We model the memory process for each item of each display according to the Variable Precision model (
van den Berg et al., 2012;
Fougnie et al., 2012), by which memories are described as a continuous resource that randomly fluctuates across items and trials. The noisy measurements of each item on each display,
\({\boldsymbol x} =(x_1,...,x_N)\) and
\({\boldsymbol y}=(y_1,...,y_N)\), are conditionally independent and drawn from a Von Mises distribution centered on the actual orientation presentation,
\begin{eqnarray*}
p({\boldsymbol x}|{\boldsymbol \xi };{\boldsymbol \kappa }_x) &\;=& \prod _{i=1}^{N}p(x_i|\xi _i, \kappa _{x,i})\nonumber\\
&\;=& \prod _{i=1}^N\frac{1}{2\pi I_0(\kappa _{x,i})} e^{\kappa _{x,i}\cos (x_i-\xi _i)} \nonumber \\
p({\boldsymbol y}|{\boldsymbol \phi };{\boldsymbol \kappa }_y) &\;=& \prod _{i=1}^{N}p(y_i|\phi _i, \kappa _{y,i})\nonumber \\
& \;=& \prod _{i=1}^N\frac{1}{2\pi I_0(\kappa _{y,i})} e^{\kappa _{y,i}\cos (y_i-\phi _i)}. \nonumber
\end{eqnarray*}
The
\(\kappa\)s are the concentration parameter of the Von Mises distribution and are related to the precision with which each item is remembered; a higher
\(\kappa\) corresponds to higher precision. The subscript of each
\(\kappa\) indicates which item it refers to (e.g.,
\(\kappa _{x,i}\) is concentration parameter for
\(x_i\), the
\(i{\rm th}\) item in the first stimulus presentation). We assume that memory precision varies across items, above and beyond the precision differences, due to stimulus reliability. In other words,
\(\kappa _{x,i}\) and
\(\kappa _{y,i}\) are themselves random variables, rather than single values. Rather than sampling
\(\kappa\) itself, we sample the Fisher information of the Von Mises distribution,
\(J\), from a gamma distribution:
\begin{equation*}
p(J) = \frac{1}{\Gamma \left(\frac{\bar{J}}{\tau }\right)\tau ^{\bar{J}/\tau }}J^{\frac{\bar{J}}{\tau }-1}e^{J/\tau }, \nonumber
\end{equation*}
where
\(\tau\) is the scale parameter of the gamma distribution and
\(\bar{J}\) is the mean precision.
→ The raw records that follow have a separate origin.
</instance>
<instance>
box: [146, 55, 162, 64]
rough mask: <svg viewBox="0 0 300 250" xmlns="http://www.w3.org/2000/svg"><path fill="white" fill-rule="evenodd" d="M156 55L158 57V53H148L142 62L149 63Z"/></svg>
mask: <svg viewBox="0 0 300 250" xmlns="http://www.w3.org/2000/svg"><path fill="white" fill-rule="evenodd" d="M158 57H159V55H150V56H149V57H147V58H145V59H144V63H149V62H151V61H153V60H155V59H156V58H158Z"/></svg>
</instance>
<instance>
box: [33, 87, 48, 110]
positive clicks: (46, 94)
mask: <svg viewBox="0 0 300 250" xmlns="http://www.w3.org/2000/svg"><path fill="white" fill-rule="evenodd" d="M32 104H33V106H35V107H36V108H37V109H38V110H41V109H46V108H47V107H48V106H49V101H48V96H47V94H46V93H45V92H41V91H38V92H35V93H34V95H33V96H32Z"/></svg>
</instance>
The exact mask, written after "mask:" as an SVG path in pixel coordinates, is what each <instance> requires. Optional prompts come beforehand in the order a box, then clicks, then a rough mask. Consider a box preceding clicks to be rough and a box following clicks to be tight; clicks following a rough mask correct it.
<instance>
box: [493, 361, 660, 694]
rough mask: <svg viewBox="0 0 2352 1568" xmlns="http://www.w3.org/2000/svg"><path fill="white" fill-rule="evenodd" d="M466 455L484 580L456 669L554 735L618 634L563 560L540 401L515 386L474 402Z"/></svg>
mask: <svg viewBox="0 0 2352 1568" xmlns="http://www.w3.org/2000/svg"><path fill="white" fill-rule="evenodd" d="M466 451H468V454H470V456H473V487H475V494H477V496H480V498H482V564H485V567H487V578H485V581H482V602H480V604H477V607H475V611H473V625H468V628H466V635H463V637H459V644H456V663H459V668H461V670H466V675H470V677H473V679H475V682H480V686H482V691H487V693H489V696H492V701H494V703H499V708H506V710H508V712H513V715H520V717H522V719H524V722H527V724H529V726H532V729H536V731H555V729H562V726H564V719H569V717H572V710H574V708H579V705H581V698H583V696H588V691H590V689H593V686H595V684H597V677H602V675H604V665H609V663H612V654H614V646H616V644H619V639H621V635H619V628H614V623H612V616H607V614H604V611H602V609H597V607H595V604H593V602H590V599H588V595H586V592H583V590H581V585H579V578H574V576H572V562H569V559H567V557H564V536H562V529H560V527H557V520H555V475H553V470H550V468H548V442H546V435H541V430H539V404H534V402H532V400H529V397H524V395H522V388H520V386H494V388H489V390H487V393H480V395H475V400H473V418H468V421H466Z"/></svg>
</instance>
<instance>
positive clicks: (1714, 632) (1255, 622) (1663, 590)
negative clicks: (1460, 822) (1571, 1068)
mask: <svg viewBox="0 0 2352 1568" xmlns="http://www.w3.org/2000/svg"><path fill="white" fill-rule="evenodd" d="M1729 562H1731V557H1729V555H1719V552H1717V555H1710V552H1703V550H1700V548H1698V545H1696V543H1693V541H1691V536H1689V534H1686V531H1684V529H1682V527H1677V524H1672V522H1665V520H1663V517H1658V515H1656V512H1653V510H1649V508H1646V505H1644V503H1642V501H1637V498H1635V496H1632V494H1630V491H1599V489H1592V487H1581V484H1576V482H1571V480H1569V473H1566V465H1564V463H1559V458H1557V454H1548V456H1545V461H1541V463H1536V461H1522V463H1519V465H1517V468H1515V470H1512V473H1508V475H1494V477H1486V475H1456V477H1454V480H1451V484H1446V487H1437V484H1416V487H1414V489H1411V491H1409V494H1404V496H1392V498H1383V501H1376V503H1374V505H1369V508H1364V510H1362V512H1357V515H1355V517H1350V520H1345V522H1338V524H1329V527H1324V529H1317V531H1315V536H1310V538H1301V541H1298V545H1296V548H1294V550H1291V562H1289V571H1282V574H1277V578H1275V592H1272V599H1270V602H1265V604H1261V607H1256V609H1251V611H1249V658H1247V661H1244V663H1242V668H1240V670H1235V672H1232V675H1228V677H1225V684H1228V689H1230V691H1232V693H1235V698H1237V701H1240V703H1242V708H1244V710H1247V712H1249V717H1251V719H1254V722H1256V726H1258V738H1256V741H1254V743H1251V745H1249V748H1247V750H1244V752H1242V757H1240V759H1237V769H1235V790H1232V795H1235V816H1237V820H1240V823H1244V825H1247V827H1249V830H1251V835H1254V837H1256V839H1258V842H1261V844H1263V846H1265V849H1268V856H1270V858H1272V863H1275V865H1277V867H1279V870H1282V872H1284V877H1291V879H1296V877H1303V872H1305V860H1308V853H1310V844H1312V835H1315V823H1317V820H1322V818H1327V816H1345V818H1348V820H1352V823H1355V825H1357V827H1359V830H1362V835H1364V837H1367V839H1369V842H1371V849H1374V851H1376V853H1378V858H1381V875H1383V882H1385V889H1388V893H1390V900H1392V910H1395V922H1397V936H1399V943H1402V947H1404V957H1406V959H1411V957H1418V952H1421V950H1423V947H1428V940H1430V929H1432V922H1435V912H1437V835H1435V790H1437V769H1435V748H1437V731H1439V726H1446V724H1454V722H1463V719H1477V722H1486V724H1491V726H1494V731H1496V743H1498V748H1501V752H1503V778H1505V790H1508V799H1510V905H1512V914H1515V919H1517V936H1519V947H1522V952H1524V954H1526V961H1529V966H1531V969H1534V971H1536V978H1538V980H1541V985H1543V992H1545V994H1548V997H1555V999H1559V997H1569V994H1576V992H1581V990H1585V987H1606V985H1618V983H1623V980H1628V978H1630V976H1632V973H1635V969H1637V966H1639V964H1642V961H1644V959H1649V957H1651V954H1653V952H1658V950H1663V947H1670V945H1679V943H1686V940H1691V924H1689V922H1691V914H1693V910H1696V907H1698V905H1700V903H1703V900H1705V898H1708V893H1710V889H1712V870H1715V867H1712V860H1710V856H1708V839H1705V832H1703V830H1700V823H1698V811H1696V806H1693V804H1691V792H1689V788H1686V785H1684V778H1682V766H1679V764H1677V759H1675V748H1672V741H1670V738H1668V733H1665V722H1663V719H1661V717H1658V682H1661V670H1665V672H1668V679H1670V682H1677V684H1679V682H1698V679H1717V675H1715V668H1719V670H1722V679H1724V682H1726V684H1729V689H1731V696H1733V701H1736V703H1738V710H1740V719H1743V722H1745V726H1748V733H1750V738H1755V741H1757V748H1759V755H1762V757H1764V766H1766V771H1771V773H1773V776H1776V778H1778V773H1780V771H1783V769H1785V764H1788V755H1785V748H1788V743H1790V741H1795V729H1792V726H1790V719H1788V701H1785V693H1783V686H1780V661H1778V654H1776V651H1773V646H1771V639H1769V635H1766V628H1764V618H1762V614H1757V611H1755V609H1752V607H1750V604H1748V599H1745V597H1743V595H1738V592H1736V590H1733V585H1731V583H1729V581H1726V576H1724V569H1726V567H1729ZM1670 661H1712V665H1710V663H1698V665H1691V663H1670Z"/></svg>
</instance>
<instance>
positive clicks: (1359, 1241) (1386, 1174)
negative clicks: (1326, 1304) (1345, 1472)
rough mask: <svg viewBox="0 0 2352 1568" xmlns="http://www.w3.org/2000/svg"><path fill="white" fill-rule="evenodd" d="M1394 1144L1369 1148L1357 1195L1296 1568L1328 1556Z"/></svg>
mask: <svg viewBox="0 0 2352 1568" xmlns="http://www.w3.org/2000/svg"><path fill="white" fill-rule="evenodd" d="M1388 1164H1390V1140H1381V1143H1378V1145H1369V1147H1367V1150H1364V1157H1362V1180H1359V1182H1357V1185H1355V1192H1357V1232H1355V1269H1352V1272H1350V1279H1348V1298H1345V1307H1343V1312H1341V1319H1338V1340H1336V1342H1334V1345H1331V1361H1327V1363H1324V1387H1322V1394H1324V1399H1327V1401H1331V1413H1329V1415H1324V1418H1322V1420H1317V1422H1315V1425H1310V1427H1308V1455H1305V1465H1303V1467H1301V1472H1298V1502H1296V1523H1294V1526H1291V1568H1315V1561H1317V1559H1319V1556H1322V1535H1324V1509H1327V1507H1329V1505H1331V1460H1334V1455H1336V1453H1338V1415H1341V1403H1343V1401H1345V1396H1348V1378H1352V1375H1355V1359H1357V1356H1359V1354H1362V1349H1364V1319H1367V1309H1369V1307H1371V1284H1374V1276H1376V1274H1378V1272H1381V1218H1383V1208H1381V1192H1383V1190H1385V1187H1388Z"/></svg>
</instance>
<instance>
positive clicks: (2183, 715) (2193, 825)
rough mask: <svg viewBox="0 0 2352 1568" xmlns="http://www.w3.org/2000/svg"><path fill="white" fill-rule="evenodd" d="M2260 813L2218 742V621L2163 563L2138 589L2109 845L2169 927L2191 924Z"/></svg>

The relationship between
\(J\) and
\(\kappa\) is the following:
\begin{equation*}
J = \kappa \frac{I_1(\kappa )}{I_0(\kappa )}, \nonumber
\end{equation*}
where
\(I_0\) is a modified Bessel function of the first kind of order 0 and
\(I_1\) is a modified Bessel function of the first kind of order 1 (
van den Berg et al., 2012;
Keshvari et al., 2012). We allow the mean precision to differ across stimulus shape; the precisions of memories corresponding to low-reliability ellipses are drawn from a gamma distribution with mean
\(\bar{J}_{\rm low}\) and high-reliability ellipses with mean
\(\bar{J}_{\rm high}\). Parameter
\(\tau\) is shared across both distributions. Because items in the first display were presented earlier, there are certainly differences in the precision with which items in the first and second displays are maintained, independent of ellipse reliability. However, the amount that the first and second displays contribute to the overall measured change is extremely hard to tease apart in the model. Thus, we use one parameter per reliability and recognize that this estimate will be some average of the precisions of the first and second displays.